Франни сидела у окна часа три, пытаясь написать письмо Грейс Дагган, своей школьной подруге, собирающейся поехать к Смитам. Это не было письмом, имеющим хоть какое-то отношение к ее беременности или сцене с матерью, — исповедь в подобном духе только еще больше усилила бы ее депрессию, к тому же Франни предполагала, что Грейс и так скоро узнает многое из собственных источников в городе. Она пыталась написать обещанное дружеское послание. В мае мы ездили на велосипедах в Рангели с Джессом, Сэмом Лотропом и Салли Уинссилас. Мне повезло на экзамене по биологии. Пэгги Тейт (еще одна общая подружка по средней школе) теперь работает клерком в Сенате. Приближающееся замужество Эми Лаудер.

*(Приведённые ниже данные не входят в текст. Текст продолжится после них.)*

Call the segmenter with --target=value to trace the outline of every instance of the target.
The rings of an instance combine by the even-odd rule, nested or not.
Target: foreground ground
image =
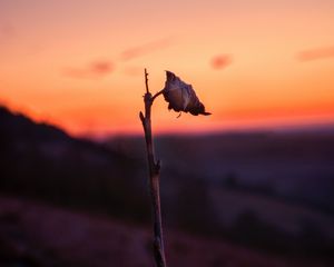
[[[166,230],[169,266],[330,266]],[[154,266],[150,229],[0,197],[0,266]]]

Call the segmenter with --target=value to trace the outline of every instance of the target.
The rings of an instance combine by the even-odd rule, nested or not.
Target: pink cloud
[[[232,63],[230,55],[218,55],[215,56],[210,61],[210,65],[214,69],[224,69],[230,63]]]
[[[130,59],[134,59],[137,57],[145,56],[153,51],[167,48],[170,46],[170,43],[171,43],[171,40],[169,38],[160,39],[160,40],[153,41],[153,42],[147,42],[145,44],[124,50],[120,55],[120,58],[121,58],[121,60],[125,60],[125,61],[130,60]]]
[[[334,58],[334,46],[304,50],[297,55],[297,59],[299,61],[312,61],[327,58]]]
[[[90,62],[81,68],[67,68],[65,75],[78,79],[102,78],[114,71],[114,63],[108,60]]]

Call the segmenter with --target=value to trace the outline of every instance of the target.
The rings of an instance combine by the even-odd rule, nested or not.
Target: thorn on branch
[[[139,118],[140,118],[140,120],[144,122],[145,117],[144,117],[144,113],[143,113],[141,111],[139,112]]]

Но письмо просто не писалось. Какую-то роль сыграли в этом интереснейшие пиротехнические эффекты Дня — как можно писать, если карманные грозы появляются и исчезают над водой? К тому же ни одна их этих новостей не казалась абсолютно честной. Они легонько поворачивались, как нож в руке, который режет все. Поездка на велосипедах была очень веселой, но они с Джессом уже не были больше в таких уж радужных отношениях. Конечно, ей повезло на экзамене по биологии, но только не на зачетном, который только и брался в расчет. Ни она, ни Грейс особенно не интересовались Пэгги Тейт, а приближающееся замужество Эми Лаудер в теперешнем положении Франни казалось скорее насмешкой, чем поводом для веселья. Эми собирается замуж, а у меня будет ребенок, ха-ха-ха.